# How does taxation on automobiles work?



## Jaredcom (Feb 23, 2011)

I mean taxation on new automobiles from a dealership as opposed to taxation on pre-owned ones. Someone told me that when you buy a new car from the dealer, you pay taxes and get a warranty, but when you buy a car off someone, you pay no taxes but get no warranty - you could then go to the dealership and pay them for a warranty if you car isn't too old. Is this true


----------



## Eric (Oct 20, 2009)

When you buy a car from an individual you still pay taxes and you get no warranty. Then you have to pay car license fees for the plates and insurance fees.

Depending on the car and on your age, the annual insurance fee could be very substantial.


----------



## the-royal-mail (Dec 11, 2009)

You always pay taxes, whether the car is new or used from a dealer or from individual. 

The warranty has nothing to do with it. That depends on what you are buying and from whom. Each deal is different when it comes to warranties. Inquire with the seller at the time of shopping or purchase decision.


----------



## sprocket1200 (Aug 21, 2009)

sounds like you are trying to save money. why would you ever buy a new car?


----------



## BBB (Jun 13, 2011)

Say if I was to sell my used car to someone or to a dealership, do I have to pay any taxes on the sale?


----------



## Plugging Along (Jan 3, 2011)

If you buy from a private sale (individual, not business), you do not pay tax on it.

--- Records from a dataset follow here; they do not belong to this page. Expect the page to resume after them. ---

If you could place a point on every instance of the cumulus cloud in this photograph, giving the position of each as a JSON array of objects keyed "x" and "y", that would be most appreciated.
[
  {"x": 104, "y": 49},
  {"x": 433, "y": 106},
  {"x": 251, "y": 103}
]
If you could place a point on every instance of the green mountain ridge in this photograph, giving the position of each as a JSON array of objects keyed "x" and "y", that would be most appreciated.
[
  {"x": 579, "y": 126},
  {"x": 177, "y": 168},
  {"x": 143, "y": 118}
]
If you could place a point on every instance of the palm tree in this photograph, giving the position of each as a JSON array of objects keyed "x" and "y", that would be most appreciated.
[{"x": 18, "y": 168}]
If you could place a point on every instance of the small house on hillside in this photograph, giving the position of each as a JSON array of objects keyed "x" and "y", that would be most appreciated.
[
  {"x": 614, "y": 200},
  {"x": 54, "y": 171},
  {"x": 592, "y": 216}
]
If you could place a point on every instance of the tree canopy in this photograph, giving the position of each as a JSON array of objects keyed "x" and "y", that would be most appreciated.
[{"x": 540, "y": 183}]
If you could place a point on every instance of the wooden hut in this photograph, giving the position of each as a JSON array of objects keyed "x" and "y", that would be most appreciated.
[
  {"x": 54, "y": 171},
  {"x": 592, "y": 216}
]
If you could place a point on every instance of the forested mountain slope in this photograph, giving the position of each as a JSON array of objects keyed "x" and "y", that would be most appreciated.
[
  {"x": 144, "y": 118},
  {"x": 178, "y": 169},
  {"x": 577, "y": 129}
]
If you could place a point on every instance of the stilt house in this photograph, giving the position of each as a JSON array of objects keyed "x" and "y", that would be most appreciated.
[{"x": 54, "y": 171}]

I assume you're talking about GST? You can buy 3rd party warrenty, or dealship warrenty, but its usually not worth it. 

If you are selling your vehicle privately, and this is not your business, you do not pay income tax on the sale.


----------



## the-royal-mail (Dec 11, 2009)

^ I don't think that's correct, PA. It depends on what type of individual it is. If he is not licensed as a dealer (some are retired and still have their business license and sell now and then on the side), then you don't pay any tax to him, but when you go to register the vehicle under your name, the DMV will ask for your bill of sale and you will have to remit the tax payable to them.

I'm of course talking about a private sale from an individual to an individual, as in your 1st point.


----------



## andrewf (Mar 1, 2010)

There is still sales tax applied to used cars even though that goes against the principle of a 'value-added tax'. Supposedly, this is to maintain 'fairness' with new car dealers. Absolute nonsense.

Moral of the story... don't buy and sell cars frequently.


----------



## Charlie (May 20, 2011)

In BC you'll pay sales tax either way. If you buy privately, you'll pay when you register the title....otherwise the dealer will collect. You used to save the tax on your trade in value if you traded in to a dealer -- but I don't know if that's still the case.

I like sprockets comment.

You don't pay income tax on selling a used vehicle because you usually don't have a gain. If you do make money, you would be subject to tax. Your loss is considered personal.


----------



## Plugging Along (Jan 3, 2011)

I'm thinking I'm liking AB more and more. I don't believe there's any sales tax on any used cars in a private sale. 

I also thought that there is a clause on the tax act that says if you see a personal effects item for a profit, there is no tax, however, it cannot be for a business. If you sell your ferrari at a profit, you don't pay tax, if you're not constantly do it for the purpose of resale.


----------



## MoneyGal (Apr 24, 2009)

If you dispose of personal property and have a gain of more than $1,000, that gain is a taxable capital gain. 

Capital losses on the disposition of personal-use property are not claimable except in very specific circumstances. 

http://www.cra-arc.gc.ca/tx/ndvdls/.../lns101-170/127/cmpltng/prsnls/prsnl-eng.html

The rules are different for "listed personal property," which may appreciate in value over time. 

http://www.cra-arc.gc.ca/tx/ndvdls/...ncm/lns101-170/127/cmpltng/lstd/menu-eng.html


----------



## Plugging Along (Jan 3, 2011)

Thanks for the clarification MG! You're awesome in your knowledge.


----------



## MoneyGal (Apr 24, 2009)

All this stuff is covered on the CFP exam...if you're going to pass that sucker, you need to know all this and more.


----------



## Plugging Along (Jan 3, 2011)

That's why I didn't finish my designations ... glad you did though


----------